US: State of the News Media 07 - digital journalism

Posted by Jean Yves Chainon on March 19, 2007 at 11:09 AM
The following is an overview of the US State of the News Media Report’s findings concerning digital journalism. The report defines six key online journalistic qualities that newspapers should be exploiting, and evaluates how well they are currently doing so.

 
Of the 38 websites examined by the study, more than 25% had been redesigned in the last six months, usually to make them more user-centric. Though websites may be struggling to define themselves, they know where they’re going and for whom – their readers.

“A few sites even now are still largely “shovel ware,” an online morgue for the content their owners produced in another medium,” says the report.

The report considers some key potential qualities of the Internet that newspapers should exploit:

1. User Customization

User customization can generally be divided between ‘website customization’ – when users can tailor the design itself – and ‘delivery customization’ – when users tailor the nature of the content or the way it is delivered to them (such as mobile, podcasts or RSS feeds).

12 of the 38 studied websites were deemed highly customizable. Among the most popular customization features were RSS feeds, podcast options and mobile services.

Most websites have yet to delve into design and layout customizability.

“Apparently, for now, the ability to have content sent to you, or to find what you want, is taking precedence over letting people make a page theirs.”

2. User Participation

This is another popular trend for news websites this year, based on the notion that “online media would become a dialogue, not a lecture,” says the report. But although many websites implement some interactive features, “the participatory nature of the Web is more theoretical than a virtue in full bloom.”

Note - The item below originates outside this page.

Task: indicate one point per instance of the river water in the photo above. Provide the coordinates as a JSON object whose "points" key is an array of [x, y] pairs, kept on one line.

Easy features for user participation include email to an author, comments, but the most-implemented tools related to ‘Group Voice,’ tracking most viewed, most emailed and most linked stories. Unfortunately, while these tools are useful for newspapers and readers, they are a passive form of user participation (as opposed to user content).

3. Use of Multimedia

Nearly half the sites (17) earned the lowest marks. Of those, 75% were strictly text-based websites. Granted, many of these weren’t linked to traditional print outlets, but news websites are still making poor use of their multimedia potential. The next most common form of media on websites is still pictures.

“The Web, for now, is still largely dominated by the content that fills newspapers — text and still images.” Here's how to build a full-fledged multimedia edition.

4. Site Depth

Well, suffice to say that “no other (news website) even came near Google’s average of 900+ related links attached to the lead news story,” says the report. The Web has infinite in-depth potential, but content providers and newspaper websites haven’t put nearly as much importance on this aspect as specialized outlets, such as search engines and news aggregators.

5. Editorial Branding

To an extent, editorial branding was what editors placed the most importance on: “More than any other quality, sites built themselves around the idea that their organization’s standards, judgment, and professionalism are the core of the site’s brand,” says the report.

The report identifies three key elements essential to traditional journalistic quality:

- The range of sources and originality of the content
- The level of staff control over the editorial process
- The use of bylines in top stories

According to the report, digital journalism still thinks very highly – and proceeds accordingly – of these three quality gauges. Interestingly, the content area that websites performed the best in related to branding and emphasizing one’s own standards.

To the extent that websites’ quality branding matches their actual quality, the Internet is not the Wild West it is reputed to be.

6. Revenue Streams

Last, but perhaps one of the most fundamental questions for digital journalism, how can a news website make money? Let’s leave no suspense: the report provides no clear answer and merely assesses existing revenue streams. (Online video ad revenue could be a solution though.)

Most websites’ revenues are still limited to either ads or registration fees, or some combination of both. Both components were usually reversely correlated (a website with many homepage ads might not require user registration, and vice versa). Half of the studied websites had no registration form whatsoever though and relied on advertising only.

The only website studied to have no ads on its news page was, again, Google.

The report also finds it surprising that very few websites charge for their premium content, and even more surprising that fewer websites have a pay service for week-old and archived articles (in all fairness, archive paywalls must be carefully priced, as showed the controversial New York Times’ archives prices).

News Web Site Groupings

The findings on digital journalism go one to define five broad groups of digital journalism, although the report admits that “our study led us to conclude that it is probably too early in the history of news Web sites to develop a firm typology.”

The report’s authors seem to have had fun finding the names for this somewhat arbitrary categorization: High Achievers, The Original Brand Crowd, Us and You, Jacks Of All Trades, User-Centric.